New Delhi, 13 April 2026. Kecerdasan Buatan tidak lagi terbatas pada eksperimen teknis; kini ia mengubah model bisnis dalam skala besar. Baru-baru ini, sebuah perusahaan menjadi sorotan yang fondasi dan pertumbuhan pesatnya didorong secara signifikan oleh AI, dan valuasinya mencapai hampir ₹17.000 crore.
Seorang pria berusia 41 tahun yang tinggal di Los Angeles telah membangun perusahaan senilai ₹17.000 crore menggunakan AI. Perusahaan tersebut bernama Medley, dan hanya membutuhkan waktu dua bulan serta biaya 18 lakh rupee untuk mendirikannya.
Medley adalah sebuah startup telemedis yang menjual obat penurun berat badan secara online dan menyediakan konsultasi. Perusahaan ini menjadi berita karena pendapatan tahunannya mencapai sekitar ₹17.000 crore. Perusahaan ini hanya memiliki 2 orang.
Aspek unik dari perusahaan ini adalah beberapa fungsi utamanya—seperti pembuatan konten, dukungan pelanggan, analisis data, dan pengembangan produk—dioperasikan melalui alat-alat AI. Hal ini tidak hanya menyebabkan pengurangan biaya yang sangat besar, tetapi juga menghasilkan peningkatan luar biasa dalam kecepatan dan kualitas kerja.
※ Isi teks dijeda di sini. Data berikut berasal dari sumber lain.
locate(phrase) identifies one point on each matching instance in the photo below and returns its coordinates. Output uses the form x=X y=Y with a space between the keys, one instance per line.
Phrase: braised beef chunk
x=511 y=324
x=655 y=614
Dipercaya bahwa tren perusahaan berbasis AI ini akan semakin cepat di masa mendatang. Dahulu, mendirikan startup membutuhkan tim dan sumber daya yang besar, kini, dengan bantuan AI, tim kecil sekalipun dapat beroperasi dalam skala besar. Inilah sebabnya generasi baru wirausahawan dengan cepat mengadopsi AI.
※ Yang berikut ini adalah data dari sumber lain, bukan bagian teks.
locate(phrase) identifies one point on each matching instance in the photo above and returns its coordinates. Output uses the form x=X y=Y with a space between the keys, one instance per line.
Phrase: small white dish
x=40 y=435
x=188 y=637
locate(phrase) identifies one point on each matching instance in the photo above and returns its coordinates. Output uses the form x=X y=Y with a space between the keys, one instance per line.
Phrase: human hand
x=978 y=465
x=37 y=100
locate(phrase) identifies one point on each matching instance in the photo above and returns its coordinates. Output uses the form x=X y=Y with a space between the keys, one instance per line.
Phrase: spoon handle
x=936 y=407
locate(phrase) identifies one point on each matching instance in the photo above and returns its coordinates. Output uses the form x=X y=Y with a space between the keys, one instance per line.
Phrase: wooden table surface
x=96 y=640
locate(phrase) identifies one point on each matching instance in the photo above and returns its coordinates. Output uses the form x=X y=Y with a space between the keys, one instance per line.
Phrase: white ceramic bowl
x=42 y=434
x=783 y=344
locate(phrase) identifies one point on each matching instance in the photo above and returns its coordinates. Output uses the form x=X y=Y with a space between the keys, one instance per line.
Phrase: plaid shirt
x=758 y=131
Perusahaan-perusahaan seperti ini telah membangun pijakan yang kuat di banyak sektor seperti pemasaran digital, e-commerce, fintech, dan pendidikan. Dengan bantuan AI, perusahaan-perusahaan ini lebih mampu memahami kebutuhan pelanggan dan menjadi mampu memberikan layanan yang dipersonalisasi.
Namun, beberapa tantangan juga muncul bersamaan dengan ini, seperti keamanan data, dampak terhadap lapangan kerja, dan ketergantungan berlebihan pada teknologi. Meskipun demikian, jelas bahwa AI telah memulai revolusi baru di dunia bisnis.